Updated 1:58 PM UTC, March 11, 2026

As enterprises pour money into generative and agentic AI, leadership conversations are shifting from “Can we do this?” to “What should we expect and what could go wrong?” Fortune 500 data governance and responsible AI leader Patrick McQuillan argues that the most productive executive discussions start with discipline: anchoring AI to customer outcomes, defining “good” before deployment, and building the governance and infrastructure that make success repeatable.

In the final part of this three-part interview series, McQuillan continues the conversation with Peter Geovanes of Juris Tech, and lays out how he guides executive teams on setting expectations, managing skepticism, future-proofing investments, and avoiding the mistakes that cause early wins to erode over time.
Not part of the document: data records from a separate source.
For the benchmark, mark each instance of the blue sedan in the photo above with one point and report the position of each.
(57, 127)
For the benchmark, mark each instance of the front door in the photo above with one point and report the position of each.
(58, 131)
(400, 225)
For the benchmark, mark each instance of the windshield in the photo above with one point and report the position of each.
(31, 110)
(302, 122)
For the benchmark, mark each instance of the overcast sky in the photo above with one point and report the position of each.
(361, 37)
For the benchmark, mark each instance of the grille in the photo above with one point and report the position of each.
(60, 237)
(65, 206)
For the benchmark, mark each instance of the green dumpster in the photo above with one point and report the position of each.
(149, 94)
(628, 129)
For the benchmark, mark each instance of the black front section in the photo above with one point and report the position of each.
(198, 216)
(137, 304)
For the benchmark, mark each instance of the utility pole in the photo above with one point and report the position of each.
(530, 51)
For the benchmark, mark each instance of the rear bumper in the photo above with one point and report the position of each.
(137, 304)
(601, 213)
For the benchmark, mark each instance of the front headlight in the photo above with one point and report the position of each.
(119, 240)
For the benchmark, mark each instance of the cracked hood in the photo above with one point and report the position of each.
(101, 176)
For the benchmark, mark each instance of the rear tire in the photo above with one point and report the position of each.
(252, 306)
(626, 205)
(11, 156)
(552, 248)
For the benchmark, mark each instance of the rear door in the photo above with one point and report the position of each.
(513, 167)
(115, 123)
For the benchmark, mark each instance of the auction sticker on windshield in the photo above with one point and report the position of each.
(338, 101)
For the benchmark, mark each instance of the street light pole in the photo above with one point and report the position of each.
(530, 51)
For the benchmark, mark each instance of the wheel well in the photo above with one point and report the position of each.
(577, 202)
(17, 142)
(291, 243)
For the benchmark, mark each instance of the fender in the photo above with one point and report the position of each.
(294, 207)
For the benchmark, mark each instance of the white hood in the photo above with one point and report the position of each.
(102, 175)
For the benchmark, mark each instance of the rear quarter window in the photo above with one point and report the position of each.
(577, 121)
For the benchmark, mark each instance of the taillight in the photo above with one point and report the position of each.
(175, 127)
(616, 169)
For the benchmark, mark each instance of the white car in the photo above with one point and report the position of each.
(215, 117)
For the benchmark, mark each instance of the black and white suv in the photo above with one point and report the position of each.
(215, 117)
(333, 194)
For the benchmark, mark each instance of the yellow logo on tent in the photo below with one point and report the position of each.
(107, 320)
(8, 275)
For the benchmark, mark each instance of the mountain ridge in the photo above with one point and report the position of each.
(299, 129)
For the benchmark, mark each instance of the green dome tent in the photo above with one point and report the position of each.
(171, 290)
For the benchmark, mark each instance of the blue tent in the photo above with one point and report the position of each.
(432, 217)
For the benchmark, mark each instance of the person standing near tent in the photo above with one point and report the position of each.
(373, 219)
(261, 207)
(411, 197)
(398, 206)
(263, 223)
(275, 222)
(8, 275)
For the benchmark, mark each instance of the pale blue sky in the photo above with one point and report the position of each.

In Part 1, McQuillan discussed how governance maturity is uneven, often treated as optimization until regulation demands rigor, and is expanding from privacy into metadata, cataloging, and discoverability.

In Part 2, he presented how AI governance and guardrails cut waste, speed delivery, reduce failure rates, and sustain ROI.

Start where value starts: The customer, not the scoreboard

McQuillan says the core leadership task is positioning AI against real problems and measuring success in a way that connects to the business rather than internal optics. He urges executives not to confuse stakeholder pressure with revenue reality.

That is why he pushes a basic, uncomfortable question early: “We have to remind ourselves, do we need this, and why are we doing it?”

For McQuillan, AI expectations become real only when teams commit to measurable outcomes and acceptable risk thresholds in advance, before reporting begins and before narratives harden.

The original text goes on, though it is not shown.